Russia’s state-controlled tech corporation Rostec will lead a consortium of equipment manufacturers for the country’s fifth generation mobile communication scheme, while the prospects of 5G in Russia remain unclear, bne IntelliNews reports.
Vasily Brovko, Rostec’s director for special assignments, was quoted by Vedomosti as saying that the corporation is working on putting a consortium together, and 10 local equipment manufacturers have already agreed to come on board.
“Collaboration will focus on creating individual tech assignments on the development of separate elements of 5G networks,” he said. “We’ll use the most efficient and profitable solutions.”

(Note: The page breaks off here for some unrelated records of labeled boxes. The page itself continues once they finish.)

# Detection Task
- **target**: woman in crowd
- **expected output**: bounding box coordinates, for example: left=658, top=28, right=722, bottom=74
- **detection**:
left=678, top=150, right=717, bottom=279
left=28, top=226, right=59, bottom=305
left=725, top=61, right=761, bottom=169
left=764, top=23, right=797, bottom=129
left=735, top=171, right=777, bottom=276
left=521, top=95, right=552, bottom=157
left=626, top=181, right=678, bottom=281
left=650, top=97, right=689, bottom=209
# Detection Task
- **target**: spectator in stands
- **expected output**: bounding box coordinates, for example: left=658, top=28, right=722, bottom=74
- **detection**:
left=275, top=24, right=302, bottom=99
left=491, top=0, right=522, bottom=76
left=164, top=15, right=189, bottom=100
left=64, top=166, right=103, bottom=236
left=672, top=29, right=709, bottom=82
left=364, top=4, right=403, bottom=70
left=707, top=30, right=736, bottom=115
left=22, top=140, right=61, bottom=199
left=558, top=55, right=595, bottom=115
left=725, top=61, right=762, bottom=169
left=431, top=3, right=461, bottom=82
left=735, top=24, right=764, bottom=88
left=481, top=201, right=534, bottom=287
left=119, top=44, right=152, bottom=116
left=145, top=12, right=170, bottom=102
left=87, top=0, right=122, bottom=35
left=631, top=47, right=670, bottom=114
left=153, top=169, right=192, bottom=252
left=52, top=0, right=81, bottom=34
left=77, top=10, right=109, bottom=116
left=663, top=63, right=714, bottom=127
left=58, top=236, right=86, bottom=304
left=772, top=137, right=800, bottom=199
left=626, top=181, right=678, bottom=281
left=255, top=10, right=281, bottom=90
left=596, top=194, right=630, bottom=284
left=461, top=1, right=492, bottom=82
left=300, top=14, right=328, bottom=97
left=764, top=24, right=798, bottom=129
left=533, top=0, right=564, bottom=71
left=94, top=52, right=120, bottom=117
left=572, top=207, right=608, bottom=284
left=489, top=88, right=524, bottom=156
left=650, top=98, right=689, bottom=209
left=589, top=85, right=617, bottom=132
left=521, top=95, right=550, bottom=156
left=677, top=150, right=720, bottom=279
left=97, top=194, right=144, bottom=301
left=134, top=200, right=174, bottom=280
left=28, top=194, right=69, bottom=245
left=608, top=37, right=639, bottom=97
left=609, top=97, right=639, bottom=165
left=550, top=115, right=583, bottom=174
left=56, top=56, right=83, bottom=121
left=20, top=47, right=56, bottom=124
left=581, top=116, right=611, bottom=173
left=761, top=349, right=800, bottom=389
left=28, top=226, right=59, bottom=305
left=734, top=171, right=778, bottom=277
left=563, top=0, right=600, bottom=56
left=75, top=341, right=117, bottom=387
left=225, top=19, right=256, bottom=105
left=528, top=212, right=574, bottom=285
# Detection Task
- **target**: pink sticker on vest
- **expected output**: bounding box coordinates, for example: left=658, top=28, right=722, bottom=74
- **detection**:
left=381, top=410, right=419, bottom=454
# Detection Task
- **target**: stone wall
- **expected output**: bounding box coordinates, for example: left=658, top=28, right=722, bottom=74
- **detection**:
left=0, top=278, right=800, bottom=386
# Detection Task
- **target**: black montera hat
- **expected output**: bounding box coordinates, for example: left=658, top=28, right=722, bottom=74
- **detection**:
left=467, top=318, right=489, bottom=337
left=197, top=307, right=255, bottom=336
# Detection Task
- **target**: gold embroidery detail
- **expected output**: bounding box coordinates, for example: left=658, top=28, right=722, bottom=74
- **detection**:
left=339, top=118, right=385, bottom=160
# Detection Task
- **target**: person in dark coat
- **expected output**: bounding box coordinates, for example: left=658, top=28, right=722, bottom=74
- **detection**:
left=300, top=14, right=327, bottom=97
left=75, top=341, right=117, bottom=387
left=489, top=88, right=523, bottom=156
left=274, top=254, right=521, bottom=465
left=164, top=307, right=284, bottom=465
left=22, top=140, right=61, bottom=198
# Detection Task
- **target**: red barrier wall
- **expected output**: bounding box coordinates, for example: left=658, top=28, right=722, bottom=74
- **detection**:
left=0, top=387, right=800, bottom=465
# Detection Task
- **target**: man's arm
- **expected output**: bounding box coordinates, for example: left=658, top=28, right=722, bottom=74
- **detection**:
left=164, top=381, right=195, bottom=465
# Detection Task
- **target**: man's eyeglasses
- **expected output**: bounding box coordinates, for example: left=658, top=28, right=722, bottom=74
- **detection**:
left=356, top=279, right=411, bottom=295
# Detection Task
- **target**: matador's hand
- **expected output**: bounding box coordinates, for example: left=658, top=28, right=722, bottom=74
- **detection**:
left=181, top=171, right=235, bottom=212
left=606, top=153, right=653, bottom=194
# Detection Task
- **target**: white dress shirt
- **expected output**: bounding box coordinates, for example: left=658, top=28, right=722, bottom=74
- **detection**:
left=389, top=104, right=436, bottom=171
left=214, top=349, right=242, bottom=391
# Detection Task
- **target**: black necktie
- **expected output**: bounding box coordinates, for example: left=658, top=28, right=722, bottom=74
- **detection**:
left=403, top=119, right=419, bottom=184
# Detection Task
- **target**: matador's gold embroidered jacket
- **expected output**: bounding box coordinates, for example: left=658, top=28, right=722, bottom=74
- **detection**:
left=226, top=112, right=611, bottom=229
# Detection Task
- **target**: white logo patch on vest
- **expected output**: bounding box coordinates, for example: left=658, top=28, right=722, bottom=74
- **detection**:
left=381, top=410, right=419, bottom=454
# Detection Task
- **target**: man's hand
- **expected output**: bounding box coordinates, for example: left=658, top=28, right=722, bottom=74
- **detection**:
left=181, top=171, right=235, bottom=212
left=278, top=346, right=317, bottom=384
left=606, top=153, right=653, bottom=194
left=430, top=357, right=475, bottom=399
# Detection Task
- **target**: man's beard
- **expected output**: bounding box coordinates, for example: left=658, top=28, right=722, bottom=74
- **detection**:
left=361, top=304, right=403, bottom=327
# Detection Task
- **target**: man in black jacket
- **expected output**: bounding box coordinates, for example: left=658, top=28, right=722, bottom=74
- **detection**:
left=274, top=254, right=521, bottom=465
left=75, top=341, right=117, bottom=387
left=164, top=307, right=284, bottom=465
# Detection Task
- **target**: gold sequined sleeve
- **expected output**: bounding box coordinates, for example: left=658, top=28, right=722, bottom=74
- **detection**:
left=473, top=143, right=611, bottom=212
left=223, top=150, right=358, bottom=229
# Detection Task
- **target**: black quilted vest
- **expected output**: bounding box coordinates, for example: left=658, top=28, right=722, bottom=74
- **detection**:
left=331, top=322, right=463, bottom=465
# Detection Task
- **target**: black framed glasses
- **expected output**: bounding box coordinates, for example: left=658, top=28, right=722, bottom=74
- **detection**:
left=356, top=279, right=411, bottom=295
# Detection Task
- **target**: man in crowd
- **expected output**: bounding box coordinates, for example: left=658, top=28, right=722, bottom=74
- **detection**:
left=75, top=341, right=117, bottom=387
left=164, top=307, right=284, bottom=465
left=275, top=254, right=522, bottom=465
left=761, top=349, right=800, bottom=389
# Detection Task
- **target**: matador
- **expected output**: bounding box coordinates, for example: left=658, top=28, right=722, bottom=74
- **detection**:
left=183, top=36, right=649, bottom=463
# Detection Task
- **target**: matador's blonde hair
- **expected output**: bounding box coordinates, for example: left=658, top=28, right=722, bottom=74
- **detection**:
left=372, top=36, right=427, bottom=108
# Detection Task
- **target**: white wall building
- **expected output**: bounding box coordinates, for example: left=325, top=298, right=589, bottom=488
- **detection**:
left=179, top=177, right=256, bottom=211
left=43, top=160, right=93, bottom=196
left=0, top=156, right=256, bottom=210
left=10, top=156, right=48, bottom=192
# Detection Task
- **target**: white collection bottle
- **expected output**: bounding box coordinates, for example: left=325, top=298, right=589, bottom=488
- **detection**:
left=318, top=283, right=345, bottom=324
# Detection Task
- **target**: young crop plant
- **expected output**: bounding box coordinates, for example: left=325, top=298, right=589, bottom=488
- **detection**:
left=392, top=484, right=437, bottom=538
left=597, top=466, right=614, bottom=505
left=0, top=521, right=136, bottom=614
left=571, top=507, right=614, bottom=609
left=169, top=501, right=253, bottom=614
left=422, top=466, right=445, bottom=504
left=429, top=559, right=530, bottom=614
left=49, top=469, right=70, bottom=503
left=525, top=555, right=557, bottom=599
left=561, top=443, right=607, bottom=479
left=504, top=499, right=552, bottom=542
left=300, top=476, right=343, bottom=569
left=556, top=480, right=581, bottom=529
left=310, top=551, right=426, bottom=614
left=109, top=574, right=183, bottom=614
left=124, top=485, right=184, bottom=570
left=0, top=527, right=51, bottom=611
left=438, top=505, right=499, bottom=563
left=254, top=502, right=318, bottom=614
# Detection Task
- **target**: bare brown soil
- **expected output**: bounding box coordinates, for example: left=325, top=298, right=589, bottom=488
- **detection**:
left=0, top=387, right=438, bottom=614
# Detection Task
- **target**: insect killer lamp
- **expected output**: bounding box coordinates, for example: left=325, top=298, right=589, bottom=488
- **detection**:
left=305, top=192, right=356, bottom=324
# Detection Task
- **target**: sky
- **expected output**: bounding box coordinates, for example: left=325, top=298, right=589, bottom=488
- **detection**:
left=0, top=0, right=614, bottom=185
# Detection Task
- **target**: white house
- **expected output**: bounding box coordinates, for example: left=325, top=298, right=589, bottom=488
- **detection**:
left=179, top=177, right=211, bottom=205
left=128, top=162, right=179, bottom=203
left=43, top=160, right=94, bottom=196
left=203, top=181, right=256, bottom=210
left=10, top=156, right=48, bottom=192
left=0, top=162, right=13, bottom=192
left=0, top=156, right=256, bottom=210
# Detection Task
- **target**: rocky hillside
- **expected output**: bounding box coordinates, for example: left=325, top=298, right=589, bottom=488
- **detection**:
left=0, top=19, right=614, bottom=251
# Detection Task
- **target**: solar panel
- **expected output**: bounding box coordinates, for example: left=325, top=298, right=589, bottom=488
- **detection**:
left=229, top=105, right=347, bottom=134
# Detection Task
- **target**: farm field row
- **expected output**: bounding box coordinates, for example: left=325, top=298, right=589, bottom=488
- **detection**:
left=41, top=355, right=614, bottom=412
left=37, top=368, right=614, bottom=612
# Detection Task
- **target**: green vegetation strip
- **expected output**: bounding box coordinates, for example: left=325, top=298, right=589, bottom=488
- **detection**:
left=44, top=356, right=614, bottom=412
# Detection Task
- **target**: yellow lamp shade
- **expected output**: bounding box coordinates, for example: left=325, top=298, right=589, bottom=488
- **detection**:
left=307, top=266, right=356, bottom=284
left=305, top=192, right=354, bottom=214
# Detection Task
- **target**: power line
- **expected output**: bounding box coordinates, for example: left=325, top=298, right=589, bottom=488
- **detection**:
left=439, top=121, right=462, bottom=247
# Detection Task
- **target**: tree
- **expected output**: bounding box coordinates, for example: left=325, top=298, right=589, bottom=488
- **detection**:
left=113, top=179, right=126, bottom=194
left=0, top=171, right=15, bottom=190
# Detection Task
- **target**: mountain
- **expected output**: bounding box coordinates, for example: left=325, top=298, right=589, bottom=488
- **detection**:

According to Brovko, consortium members will be able to suggest their own projects for developing networks’ components, such as antennas or base stations, using their own software.
Vedomosti also quoted an anonymous market source as saying that negotiations on the specifics of collaboration within the consortium are still in progress, and the list of participants is yet to be finalized.
In accordance with earlier reports, by 2024, the total cost of rolling out a 5G scheme in Russia would be RUB55.4bn ($732mn), if operators join forces, and RUB161bn ($2.1bn), if each mobile operator builds a 5G network individually. However, the analytical credit rating agency (AKRA) predicted that Russian mobile phone operators’ 5G spending would be higher, around RUB1 trillion ($13bn) by 2027.
The latter scenario will be possible, if, as the government expects, the 5G project will cover the 4.8 – 4.99 GHz band. That scenario, according to AKRA, would hit the operators’ cash flow, also resulting in reduced dividends to shareholders. Under a more optimistic scenario, operators still hope to be able to get the 3.4 – 3.8 GHz band.
In that case, operators would be able to save by building fewer base stations. In addition, the rollout of a 5G network in the 4.8 – 4.99 GHz band would be substantially more expensive for operators due to increased electricity costs.
Still, in Russia, unlike many other countries, the 4.8 – 3.8 GHz band is taken by military satellite communications. So far, the government has been unwilling to vacate the band.
AKRA also predicts that the rollout of a 5G network in Russia won’t start until 2024, meaning that operators still have time to try to negotiate the cheaper band with the government.
So far, Russian mobile phone operators’ investments in 5G have been insignificant, mostly focusing on testing and partner projects. Operators have not disclosed their 5G spending or expected costs of a 5G network development.
What is clear at this point, however, is that Russian mobile phone operators are unlikely to generate any significant revenues over the next few years, which would allow them to foot the 5G scheme’s bill.
In 2020, Russia’s telecom industry grew by 2% to RUB1.79 trillion ($23.7bn), said AKRA, adding that over the next few years, the sector’s growth won’t exceed 4% a year, which is comparable to inflation.
Other analysts are also sceptical about the prospects of 5G in Russia. Denis Chernooky, deputy director for the Russian and CIS tech sector at KPMG, was quoted by Kommersant as saying that over the next two years, the frequency band situation won’t be resolved, while demand for 5G communications will only come from the corporate sector.
As a result, in 2021, Russian mobile phone operators will be able to avoid substantial investment in 5G and, consequently, a negative impact on their cashflow, he added.